E939 (helium)
E939 is helium, a food additive used as a packaging gas. In this range of E-numbers, you can find glazing agents, packaging gases, propellants, flour improvers, and sweeteners, so adjacent numbers can represent completely different substances.
It is better to evaluate such an additive not by fear of the letter E, but by its function and context. Wax on the surface of fruit, gas in packaging, sweetener in a drink, and oxidizer for flour have different meanings for nutrition and health.
What is this additive
Helium has this basis: an inert noble gas. It is used for technological effect rather than nutritional value.
For some numbers in this range, the current status is particularly important. Old reference books may include substances that are no longer used as common food additives in the EU, UK, or other countries.
Why it is used
It can be used in special packaging technologies. In production, it helps manage appearance, sweetness, aroma, foaming, texture, packaging environment, or dough behavior.
In home cooking, such tasks are often unnecessary: the product can be eaten fresh, prepared in small portions, or made with simple ingredients. In industrial food, the additive helps withstand storage, transportation, and achieve consistent results.
Nutritional value and metabolism
E939 usually does not provide complete nutrition. Even sugar-free sweeteners are not equivalent to a healthy product: they change sweetness but do not add protein, fiber, micronutrients, or satiety on their own.
For keto, LCHF, diabetes, and weight control, it is important to look at the entire recipe.

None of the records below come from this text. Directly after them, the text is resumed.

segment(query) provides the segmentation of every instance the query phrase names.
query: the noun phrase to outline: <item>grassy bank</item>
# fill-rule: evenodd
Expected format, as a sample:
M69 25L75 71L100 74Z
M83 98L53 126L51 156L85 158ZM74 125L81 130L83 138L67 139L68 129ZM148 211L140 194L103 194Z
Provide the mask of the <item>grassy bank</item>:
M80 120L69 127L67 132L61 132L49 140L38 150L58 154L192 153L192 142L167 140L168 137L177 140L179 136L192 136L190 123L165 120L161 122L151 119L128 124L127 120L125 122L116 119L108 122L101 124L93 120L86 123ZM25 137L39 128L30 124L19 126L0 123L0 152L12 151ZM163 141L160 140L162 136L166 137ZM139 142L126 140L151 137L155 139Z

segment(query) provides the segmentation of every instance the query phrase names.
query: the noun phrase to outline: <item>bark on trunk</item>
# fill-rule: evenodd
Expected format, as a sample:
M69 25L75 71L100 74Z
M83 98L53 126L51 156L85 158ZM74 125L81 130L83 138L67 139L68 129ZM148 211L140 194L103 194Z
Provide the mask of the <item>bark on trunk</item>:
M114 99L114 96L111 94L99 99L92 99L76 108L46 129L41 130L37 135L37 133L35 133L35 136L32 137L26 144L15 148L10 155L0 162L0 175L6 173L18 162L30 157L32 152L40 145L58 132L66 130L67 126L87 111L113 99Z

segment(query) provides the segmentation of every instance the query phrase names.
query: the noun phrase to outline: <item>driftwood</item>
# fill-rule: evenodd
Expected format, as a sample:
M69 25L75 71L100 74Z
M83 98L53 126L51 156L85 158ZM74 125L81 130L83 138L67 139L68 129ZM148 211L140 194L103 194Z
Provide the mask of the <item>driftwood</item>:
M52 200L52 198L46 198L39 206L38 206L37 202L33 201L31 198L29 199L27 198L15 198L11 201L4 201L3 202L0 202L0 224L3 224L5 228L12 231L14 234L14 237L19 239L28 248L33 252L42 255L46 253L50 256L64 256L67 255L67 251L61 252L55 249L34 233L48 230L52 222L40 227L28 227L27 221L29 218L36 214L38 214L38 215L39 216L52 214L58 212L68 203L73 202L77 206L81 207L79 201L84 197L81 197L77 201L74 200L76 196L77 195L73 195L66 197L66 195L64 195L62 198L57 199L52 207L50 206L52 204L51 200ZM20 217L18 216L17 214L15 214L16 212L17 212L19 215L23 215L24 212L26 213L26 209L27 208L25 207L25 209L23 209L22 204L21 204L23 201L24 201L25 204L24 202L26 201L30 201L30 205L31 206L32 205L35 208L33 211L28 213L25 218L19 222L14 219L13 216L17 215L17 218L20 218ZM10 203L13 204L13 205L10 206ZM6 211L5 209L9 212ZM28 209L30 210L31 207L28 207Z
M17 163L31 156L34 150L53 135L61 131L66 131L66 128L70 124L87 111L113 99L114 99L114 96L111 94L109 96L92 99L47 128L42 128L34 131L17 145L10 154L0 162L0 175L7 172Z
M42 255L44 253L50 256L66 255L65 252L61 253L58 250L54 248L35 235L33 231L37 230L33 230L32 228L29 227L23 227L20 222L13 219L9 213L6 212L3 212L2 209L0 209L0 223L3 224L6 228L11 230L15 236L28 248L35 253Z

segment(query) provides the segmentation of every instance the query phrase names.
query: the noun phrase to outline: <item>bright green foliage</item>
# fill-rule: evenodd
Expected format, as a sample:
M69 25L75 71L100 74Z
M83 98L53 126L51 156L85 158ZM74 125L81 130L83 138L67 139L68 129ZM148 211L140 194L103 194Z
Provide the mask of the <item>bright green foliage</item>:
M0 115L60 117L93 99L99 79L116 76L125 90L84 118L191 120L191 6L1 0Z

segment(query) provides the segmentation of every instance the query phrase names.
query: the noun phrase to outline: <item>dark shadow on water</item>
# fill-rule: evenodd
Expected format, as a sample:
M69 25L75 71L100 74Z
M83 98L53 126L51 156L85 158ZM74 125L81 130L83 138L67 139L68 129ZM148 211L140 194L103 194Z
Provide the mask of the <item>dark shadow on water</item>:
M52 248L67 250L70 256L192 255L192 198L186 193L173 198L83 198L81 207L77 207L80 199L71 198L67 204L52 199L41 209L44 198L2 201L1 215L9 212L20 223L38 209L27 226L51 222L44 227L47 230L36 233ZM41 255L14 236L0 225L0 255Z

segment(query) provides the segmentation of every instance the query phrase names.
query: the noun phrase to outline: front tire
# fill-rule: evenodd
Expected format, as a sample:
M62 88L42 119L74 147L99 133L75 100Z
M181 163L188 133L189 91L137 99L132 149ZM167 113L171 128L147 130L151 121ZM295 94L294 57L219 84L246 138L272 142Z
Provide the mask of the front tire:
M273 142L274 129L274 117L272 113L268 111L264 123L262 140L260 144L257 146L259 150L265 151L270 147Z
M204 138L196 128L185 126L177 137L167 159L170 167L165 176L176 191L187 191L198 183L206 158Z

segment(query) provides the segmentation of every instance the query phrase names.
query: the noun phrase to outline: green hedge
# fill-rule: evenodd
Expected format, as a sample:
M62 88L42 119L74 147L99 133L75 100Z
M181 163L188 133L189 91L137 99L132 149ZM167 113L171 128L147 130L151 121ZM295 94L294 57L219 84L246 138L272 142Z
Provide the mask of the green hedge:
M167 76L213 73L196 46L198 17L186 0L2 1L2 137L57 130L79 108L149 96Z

With sweeteners, one must consider the individual response of glucose and appetite, and with glazing agents and gases, understand that they have almost no impact on macronutrients.
Safety and tolerance
It has almost no practical food value for the consumer. Individual tolerance depends on dosage, frequency of consumption, age, gut condition, metabolism, medications, and comorbidities.
If bloating, diarrhea, cravings for sweets, headaches, skin reactions, or unusual symptoms recur after consuming products with E939, it is worth comparing the compositions of several products. Sometimes the culprit is not just one additive, but a combination of sweeteners, flavorings, acids, caffeine, and sugar alcohols.
How to evaluate on the label
Look not only at E939 but also at adjacent ingredients. A sweetener next to acids and flavorings usually indicates a sweet drink or dessert; a glazing agent next to sugar and colorings indicates a confectionery product; a packaging gas often simply protects the product.
The practical conclusion: Helium should not be automatically feared, but it should not be considered a neutral quality mark either. The simpler the main composition and the less frequently the product appears in the diet, the less significance a single technological additive has.